US-Präsident Donald Trump macht Apple Hoffnung auf weitere Ausnahmen von den amerikanischen Zusatzzöllen auf Waren aus China im laufenden Handelskonflikt mit Peking. Er prüfe das, sagte Trump bei einem Besuch in der Fabrik in Texas, in der Apple seine Mac-Pro-Computer für den US-Markt montieren lässt.

Der US-Präsident wies wie schon zuvor darauf hin, dass Apples Smartphone-Rivale Samsung nicht von den Zöllen betroffen sei. Das sei nicht fair und Apple sollte auf derselben Basis behandelt werden, wie der südkoreanische Konzern, sagte Trump. Apple bekam Ausnahmen von den US-Strafzöllen für mehrere Schlüsselkomponenten des neuen Mac Pro zugesprochen, der demnächst auf den Markt kommen soll.

Apple hat bei der US-Regierung für insgesamt elf Produkte die Freistellung von weiteren Zusatzzöllen beantragt, die im Dezember unter anderem die Apple Watch, die iMac-Computer und einige iPhone-Bauteile treffen könnten. Apple-Geräte werden hauptsächlich in China produziert. Gründe sind die Nähe zu Zulieferern sowie die hohe Zahl qualifizierter Arbeitskräfte - bei nach wie vor deutlich niedrigeren Gehältern als im Westen. Die auf professionelle Nutzer ausgerichteten Mac-Pro-Computer lässt Apple unterdessen bereits seit der vergangenen Generation in Texas montieren.

Aber nicht nur Apple ist von den Strafzöllen auf Importe aus China betroffen. Auch viele andere US-Firmen versuchen, Ausnahmen genehmigt zu bekommen. Beispielsweise lassen fast alle US-amerikanischen Schuhhersteller - so auch Nike - ihre Produkte in China fertigen. Die Branche rechnet durch die Zölle nach eigenen Angaben mit Zusatzkosten von rund sieben Milliarden Dollar pro Jahr. Die Schuhhersteller fordern von den Zöllen ausgenommen zu werden, ob dieser Forderung nachgekommen wird, ist aber noch unklar.

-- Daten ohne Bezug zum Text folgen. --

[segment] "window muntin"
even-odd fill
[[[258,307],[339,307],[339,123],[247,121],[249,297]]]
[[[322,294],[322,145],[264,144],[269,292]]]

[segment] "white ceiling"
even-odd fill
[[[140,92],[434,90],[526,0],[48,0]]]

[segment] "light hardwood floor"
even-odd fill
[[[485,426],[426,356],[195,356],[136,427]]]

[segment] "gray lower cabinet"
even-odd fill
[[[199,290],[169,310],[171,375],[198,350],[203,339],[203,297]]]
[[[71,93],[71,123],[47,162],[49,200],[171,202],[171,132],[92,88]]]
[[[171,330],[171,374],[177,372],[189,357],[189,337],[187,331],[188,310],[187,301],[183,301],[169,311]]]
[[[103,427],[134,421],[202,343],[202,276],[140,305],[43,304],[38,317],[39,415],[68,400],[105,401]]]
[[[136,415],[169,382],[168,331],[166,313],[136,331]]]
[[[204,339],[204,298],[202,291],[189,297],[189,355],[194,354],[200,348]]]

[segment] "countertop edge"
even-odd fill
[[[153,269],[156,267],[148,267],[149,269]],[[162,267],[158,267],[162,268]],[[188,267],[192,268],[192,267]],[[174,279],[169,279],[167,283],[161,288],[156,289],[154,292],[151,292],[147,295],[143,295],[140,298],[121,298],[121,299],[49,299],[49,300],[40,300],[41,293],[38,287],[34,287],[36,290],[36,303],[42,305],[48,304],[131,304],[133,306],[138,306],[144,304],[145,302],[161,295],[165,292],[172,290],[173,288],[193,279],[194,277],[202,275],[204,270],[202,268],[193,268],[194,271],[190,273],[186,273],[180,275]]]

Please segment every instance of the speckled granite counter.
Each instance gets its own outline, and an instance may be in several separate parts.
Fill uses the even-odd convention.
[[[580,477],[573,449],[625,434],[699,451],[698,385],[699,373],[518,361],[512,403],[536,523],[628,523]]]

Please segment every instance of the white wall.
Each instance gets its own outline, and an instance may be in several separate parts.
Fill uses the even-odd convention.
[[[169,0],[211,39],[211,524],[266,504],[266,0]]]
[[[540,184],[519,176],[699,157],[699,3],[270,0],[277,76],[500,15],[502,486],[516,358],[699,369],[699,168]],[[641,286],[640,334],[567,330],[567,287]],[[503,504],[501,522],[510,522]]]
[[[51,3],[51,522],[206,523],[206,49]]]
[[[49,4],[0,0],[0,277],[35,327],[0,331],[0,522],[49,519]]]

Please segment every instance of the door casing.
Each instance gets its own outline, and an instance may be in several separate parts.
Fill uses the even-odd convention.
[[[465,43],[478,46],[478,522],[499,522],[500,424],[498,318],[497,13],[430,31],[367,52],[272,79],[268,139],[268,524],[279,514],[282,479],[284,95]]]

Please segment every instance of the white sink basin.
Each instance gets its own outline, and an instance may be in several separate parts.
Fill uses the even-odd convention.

Tesla hingegen ist mit seinen Bemühungen, Strafzölle zu vermeiden, offenbar bereits gescheitert. Die US-Handelsbehörde lehnt Zollerleichterungen auf den in China hergestellten Autopiloten "Brain" für Teslas Model 3 ab. Anträge auf Ausnahmen für Importe des im Model 3 verbauten Bildschirms und des Computers würden noch geprüft, heißt es in Dokumenten der Behörde.